Another key advisor is former CIA director, James Woolsey. Woolsey has been the number one television promoter of going to war with Iraq since the U.S. bombing campaign began. Lobe explains that Woolsey, as a member of the Pentagon’s defense Policy Board, was sent to Europe shortly after September 11 to “gather evidence linking Iraq” to the attacks. Lobe: “Woolsey is closely associated with a pro- Likud position on the Middle East and sits on the board of the Jewish Institute for National Security (JINSA), a hawkish pro-Likud group. On Tuesday, he told reporters he agreed with those who are ‘calling the war we’re in now World War IV’.” 

Other senior advisors include: William Barr, former U.S. Attorney General; Walid Phares, Middle East scholar, author and professor at Florida Atlantic University; Ruth Wisse, author, scholar and professor at Harvard University; and Lawrence Kadish, philanthropist and financial advisor. 

AVOT plans to hold teach-ins at a number of “America’s most prestigious colleges and universities” beginning in September 2002. 
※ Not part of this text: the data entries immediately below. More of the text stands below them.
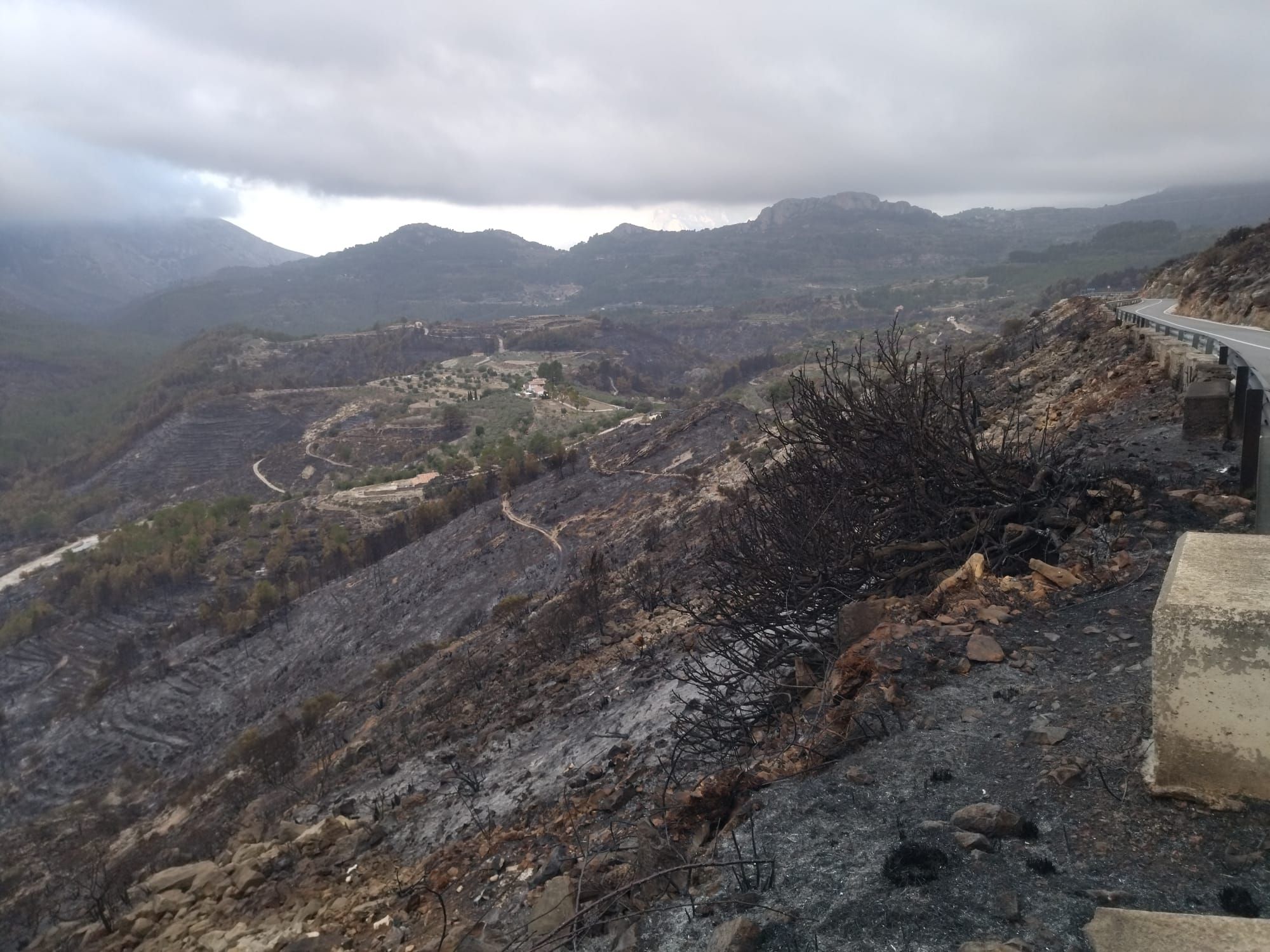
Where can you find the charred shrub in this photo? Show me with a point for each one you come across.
(883, 473)
(914, 864)
(1238, 901)
(1042, 865)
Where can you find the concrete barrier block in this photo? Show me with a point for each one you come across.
(1206, 409)
(1139, 931)
(1211, 678)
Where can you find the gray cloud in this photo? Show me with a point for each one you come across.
(571, 102)
(50, 176)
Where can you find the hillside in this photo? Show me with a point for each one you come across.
(81, 271)
(60, 384)
(830, 246)
(418, 272)
(469, 723)
(1227, 282)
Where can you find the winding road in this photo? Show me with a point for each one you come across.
(256, 469)
(1252, 343)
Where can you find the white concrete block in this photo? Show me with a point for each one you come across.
(1211, 682)
(1136, 931)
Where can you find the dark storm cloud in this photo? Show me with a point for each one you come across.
(50, 176)
(586, 103)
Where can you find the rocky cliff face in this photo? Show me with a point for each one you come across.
(1227, 282)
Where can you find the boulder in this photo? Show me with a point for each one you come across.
(858, 619)
(1041, 732)
(740, 935)
(1221, 506)
(176, 878)
(210, 883)
(554, 908)
(1052, 573)
(985, 649)
(247, 878)
(989, 819)
(970, 841)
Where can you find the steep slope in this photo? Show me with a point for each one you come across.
(59, 384)
(1227, 282)
(83, 270)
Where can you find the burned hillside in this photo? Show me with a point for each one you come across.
(479, 741)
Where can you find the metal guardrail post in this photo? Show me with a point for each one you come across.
(1263, 512)
(1241, 385)
(1250, 453)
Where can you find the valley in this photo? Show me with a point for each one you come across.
(479, 605)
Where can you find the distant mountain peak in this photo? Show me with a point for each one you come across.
(792, 210)
(81, 270)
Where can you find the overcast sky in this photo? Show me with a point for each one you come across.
(321, 124)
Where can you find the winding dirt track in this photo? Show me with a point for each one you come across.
(256, 469)
(525, 524)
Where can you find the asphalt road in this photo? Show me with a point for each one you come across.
(1250, 343)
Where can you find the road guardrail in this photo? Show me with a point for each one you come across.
(1252, 411)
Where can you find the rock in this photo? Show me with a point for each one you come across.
(322, 836)
(250, 851)
(247, 878)
(970, 841)
(1006, 906)
(803, 673)
(1041, 732)
(628, 940)
(985, 649)
(989, 819)
(1244, 861)
(177, 878)
(1220, 506)
(1052, 573)
(551, 869)
(740, 935)
(1066, 774)
(210, 883)
(168, 903)
(858, 619)
(554, 908)
(994, 615)
(858, 776)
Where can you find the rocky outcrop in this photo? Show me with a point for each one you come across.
(1227, 282)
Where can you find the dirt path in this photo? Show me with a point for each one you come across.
(525, 524)
(256, 469)
(311, 451)
(45, 562)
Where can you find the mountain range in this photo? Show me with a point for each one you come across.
(83, 271)
(182, 279)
In its $128,000 kick-off announcement that appeared in the New York Times “Week in Review” section on Sunday, March 10, 2002, AVOT warned that “While support for U.S. policies is at present very high, we believe that unless public opinion is reinforced, our national resolve will weaken over time.” This “resolve” is mainly threatened by internal critics, “who are attempting to use this opportunity to promulgate their agenda of ‘blame America first’.” 

Bennett opened the press conference by warning that, “Professional and amateur critics of America are finding their voice.” He chastised former president Jimmy Carter for remarks he made that were critical of the president’s use of the term “axis of evil.” Bennett also named congressperson Maxine Waters, author of Prozac Nation Elizabeth Wurtzel, American Prospect columnist Robert Kuttner, and African American novelist John Edgar Wideman, among others, who are giving comfort to the enemies of democracy. 
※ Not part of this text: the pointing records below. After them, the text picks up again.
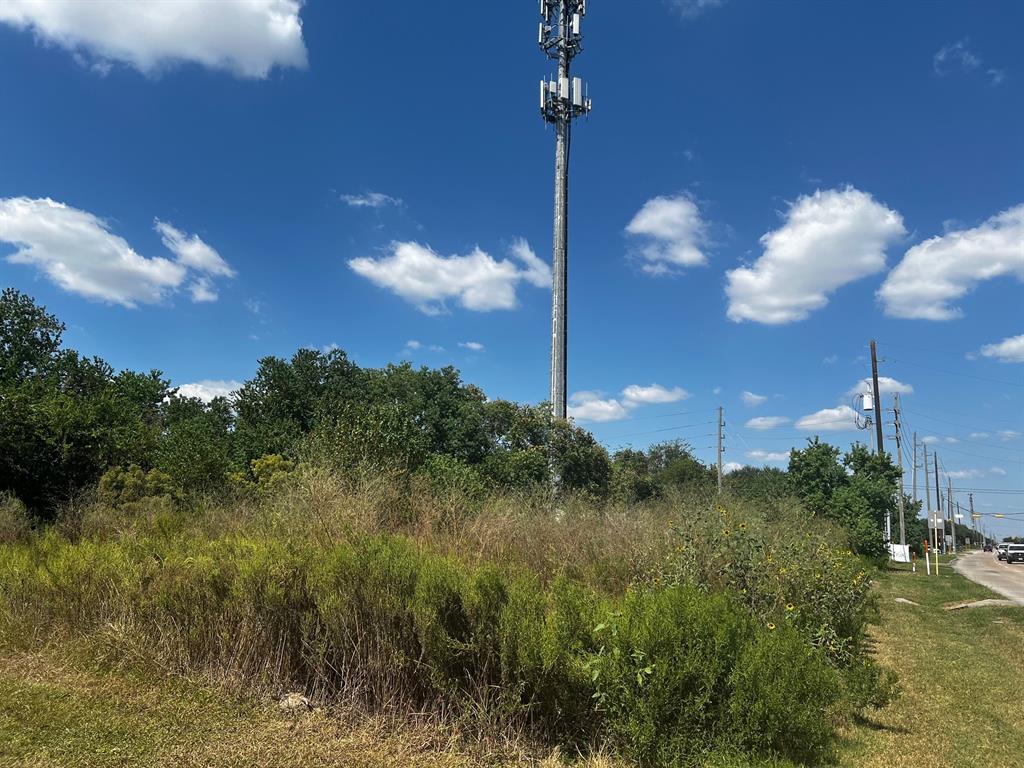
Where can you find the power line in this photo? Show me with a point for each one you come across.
(964, 426)
(956, 373)
(665, 429)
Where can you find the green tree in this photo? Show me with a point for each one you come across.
(195, 449)
(815, 474)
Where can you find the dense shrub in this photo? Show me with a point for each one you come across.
(662, 673)
(788, 573)
(14, 520)
(120, 486)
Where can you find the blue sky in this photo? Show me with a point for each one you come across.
(761, 188)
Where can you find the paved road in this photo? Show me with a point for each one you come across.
(986, 570)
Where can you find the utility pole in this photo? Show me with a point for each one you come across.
(721, 424)
(974, 520)
(938, 500)
(561, 101)
(899, 484)
(878, 400)
(914, 497)
(928, 502)
(949, 508)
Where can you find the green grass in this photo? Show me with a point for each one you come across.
(955, 670)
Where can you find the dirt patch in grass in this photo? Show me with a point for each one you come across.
(955, 669)
(54, 712)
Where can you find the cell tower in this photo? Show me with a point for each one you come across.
(562, 100)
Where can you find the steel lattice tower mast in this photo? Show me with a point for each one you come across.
(562, 100)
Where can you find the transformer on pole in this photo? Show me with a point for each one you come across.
(562, 100)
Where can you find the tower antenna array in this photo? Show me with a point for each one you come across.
(562, 100)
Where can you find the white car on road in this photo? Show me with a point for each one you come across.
(1015, 553)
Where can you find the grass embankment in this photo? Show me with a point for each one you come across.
(961, 673)
(955, 669)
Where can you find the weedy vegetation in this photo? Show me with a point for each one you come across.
(386, 541)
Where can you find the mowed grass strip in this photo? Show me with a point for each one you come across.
(961, 673)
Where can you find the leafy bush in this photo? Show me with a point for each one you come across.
(782, 695)
(788, 573)
(660, 673)
(120, 486)
(14, 520)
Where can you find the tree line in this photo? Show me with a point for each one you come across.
(66, 419)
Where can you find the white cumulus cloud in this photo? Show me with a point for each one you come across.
(193, 252)
(636, 394)
(828, 239)
(965, 474)
(591, 407)
(78, 252)
(838, 419)
(207, 389)
(1008, 350)
(936, 272)
(672, 235)
(371, 200)
(693, 8)
(247, 38)
(476, 282)
(887, 385)
(767, 422)
(753, 400)
(768, 456)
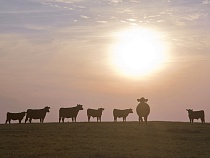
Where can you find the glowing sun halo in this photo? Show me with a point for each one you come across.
(138, 52)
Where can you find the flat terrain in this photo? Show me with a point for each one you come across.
(105, 140)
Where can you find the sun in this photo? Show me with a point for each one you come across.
(138, 52)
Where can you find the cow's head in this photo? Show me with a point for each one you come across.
(23, 113)
(79, 106)
(142, 100)
(47, 109)
(101, 109)
(130, 110)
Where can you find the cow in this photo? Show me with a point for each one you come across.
(15, 116)
(196, 115)
(37, 114)
(95, 113)
(71, 112)
(121, 113)
(142, 110)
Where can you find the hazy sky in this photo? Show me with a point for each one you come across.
(57, 53)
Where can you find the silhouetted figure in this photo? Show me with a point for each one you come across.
(15, 116)
(142, 109)
(37, 114)
(196, 115)
(121, 113)
(95, 113)
(71, 112)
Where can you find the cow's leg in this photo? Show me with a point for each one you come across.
(202, 120)
(141, 120)
(30, 119)
(145, 119)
Lobe reports that Bennett also singled out Lewis Lapham, the editor of Harper’s Magazine. “In a recent editorial Lapham wrote suggestively about the elasticity of the word ‘terrorism’ and cited examples where Washington itself has used terrorist tactics during the 1990s, including the bombing of civilian targets in Baghdad and the Balkans.” 
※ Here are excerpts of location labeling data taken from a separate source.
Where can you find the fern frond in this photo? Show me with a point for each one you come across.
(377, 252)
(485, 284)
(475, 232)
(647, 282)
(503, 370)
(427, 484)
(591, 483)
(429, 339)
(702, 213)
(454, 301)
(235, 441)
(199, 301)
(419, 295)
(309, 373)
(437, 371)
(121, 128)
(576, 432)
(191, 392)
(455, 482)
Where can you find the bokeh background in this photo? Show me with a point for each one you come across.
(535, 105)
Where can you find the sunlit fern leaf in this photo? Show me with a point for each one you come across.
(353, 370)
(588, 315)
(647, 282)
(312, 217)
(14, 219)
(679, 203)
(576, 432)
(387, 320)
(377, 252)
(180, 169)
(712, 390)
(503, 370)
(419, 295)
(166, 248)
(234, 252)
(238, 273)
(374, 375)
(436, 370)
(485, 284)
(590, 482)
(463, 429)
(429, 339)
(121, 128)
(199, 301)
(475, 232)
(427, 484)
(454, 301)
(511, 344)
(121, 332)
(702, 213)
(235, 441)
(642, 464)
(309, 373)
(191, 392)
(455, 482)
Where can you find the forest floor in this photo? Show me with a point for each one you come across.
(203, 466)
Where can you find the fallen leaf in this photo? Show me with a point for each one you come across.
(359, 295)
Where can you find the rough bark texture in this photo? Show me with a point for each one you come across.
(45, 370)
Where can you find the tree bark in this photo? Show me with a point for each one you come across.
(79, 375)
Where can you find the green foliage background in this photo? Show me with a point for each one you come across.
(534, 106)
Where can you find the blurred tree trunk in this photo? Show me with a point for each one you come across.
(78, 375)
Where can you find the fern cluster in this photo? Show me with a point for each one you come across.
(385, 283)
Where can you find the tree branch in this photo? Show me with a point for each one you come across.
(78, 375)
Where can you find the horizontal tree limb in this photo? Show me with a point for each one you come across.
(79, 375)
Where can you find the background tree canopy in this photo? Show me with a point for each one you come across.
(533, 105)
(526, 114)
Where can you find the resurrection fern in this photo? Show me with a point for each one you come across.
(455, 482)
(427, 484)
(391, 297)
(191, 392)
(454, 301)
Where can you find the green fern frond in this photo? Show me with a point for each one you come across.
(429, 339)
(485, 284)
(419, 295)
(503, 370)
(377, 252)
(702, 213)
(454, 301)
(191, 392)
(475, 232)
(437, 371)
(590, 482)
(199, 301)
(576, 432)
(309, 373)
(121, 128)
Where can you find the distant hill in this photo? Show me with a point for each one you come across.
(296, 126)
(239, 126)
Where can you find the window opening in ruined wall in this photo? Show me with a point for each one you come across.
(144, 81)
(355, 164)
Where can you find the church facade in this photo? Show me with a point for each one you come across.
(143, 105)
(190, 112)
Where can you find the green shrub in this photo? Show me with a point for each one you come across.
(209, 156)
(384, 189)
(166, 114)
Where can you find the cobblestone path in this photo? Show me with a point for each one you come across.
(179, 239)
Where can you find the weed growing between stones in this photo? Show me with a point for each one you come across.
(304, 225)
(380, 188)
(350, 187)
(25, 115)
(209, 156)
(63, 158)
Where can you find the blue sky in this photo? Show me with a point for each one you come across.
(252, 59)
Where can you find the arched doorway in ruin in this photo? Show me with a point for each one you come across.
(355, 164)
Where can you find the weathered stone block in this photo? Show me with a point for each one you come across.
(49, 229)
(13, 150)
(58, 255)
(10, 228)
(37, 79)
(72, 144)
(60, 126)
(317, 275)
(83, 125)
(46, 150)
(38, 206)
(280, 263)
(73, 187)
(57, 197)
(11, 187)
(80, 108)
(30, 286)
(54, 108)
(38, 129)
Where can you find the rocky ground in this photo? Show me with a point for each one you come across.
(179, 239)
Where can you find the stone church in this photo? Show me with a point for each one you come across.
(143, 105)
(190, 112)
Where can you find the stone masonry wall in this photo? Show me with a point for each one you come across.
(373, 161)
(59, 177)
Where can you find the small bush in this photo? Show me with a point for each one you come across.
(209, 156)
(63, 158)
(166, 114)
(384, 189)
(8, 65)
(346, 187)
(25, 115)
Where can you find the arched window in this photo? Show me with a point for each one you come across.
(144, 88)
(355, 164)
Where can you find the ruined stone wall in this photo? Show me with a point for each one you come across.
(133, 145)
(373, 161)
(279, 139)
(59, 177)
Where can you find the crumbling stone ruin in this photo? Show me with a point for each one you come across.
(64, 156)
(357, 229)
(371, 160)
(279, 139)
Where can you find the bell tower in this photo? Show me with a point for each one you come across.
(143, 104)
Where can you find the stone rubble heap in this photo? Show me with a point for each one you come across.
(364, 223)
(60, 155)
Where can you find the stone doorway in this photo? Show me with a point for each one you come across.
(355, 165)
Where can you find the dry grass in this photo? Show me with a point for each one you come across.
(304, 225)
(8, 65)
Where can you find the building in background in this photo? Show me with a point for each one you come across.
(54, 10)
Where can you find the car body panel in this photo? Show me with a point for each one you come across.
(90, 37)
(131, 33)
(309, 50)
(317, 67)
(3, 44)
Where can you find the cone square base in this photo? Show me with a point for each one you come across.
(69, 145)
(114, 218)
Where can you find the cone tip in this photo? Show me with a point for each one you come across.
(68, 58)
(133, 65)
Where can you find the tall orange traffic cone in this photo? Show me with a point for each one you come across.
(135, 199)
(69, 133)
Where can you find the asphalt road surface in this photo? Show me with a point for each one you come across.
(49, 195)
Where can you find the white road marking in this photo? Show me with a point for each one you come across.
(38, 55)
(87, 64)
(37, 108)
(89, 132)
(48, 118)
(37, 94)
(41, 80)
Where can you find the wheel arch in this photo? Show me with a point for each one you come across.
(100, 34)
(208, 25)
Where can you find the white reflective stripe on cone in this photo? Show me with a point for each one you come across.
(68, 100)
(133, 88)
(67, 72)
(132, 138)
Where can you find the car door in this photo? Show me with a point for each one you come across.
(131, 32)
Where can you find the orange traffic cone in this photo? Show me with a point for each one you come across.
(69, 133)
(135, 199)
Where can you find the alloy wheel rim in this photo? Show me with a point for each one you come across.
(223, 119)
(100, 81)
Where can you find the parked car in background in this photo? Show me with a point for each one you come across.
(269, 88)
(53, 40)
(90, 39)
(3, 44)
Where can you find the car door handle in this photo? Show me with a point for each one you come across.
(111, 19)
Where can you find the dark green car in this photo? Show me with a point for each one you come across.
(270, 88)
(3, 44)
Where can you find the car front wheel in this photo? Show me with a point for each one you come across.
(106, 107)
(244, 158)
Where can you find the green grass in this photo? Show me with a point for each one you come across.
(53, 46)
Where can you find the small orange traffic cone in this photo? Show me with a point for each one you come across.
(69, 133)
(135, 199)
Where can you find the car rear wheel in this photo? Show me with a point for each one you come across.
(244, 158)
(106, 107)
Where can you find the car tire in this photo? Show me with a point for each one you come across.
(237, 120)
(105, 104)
In response to AVOT’s criticism, Lobe quotes Lapham calling Bennett a “wrong-headed jingo and an intolerant scold.” Lapham described AVOT’s comparison of the threat posed by al-Qaeda with those of fascism and communism as a “grotesque exaggeration.” The group, Lapham added, appears to be a new “front organization for the hard neo-con [neo- conservative] right.”               



Bill Berkowitz is a freelance writer covering conservative movements.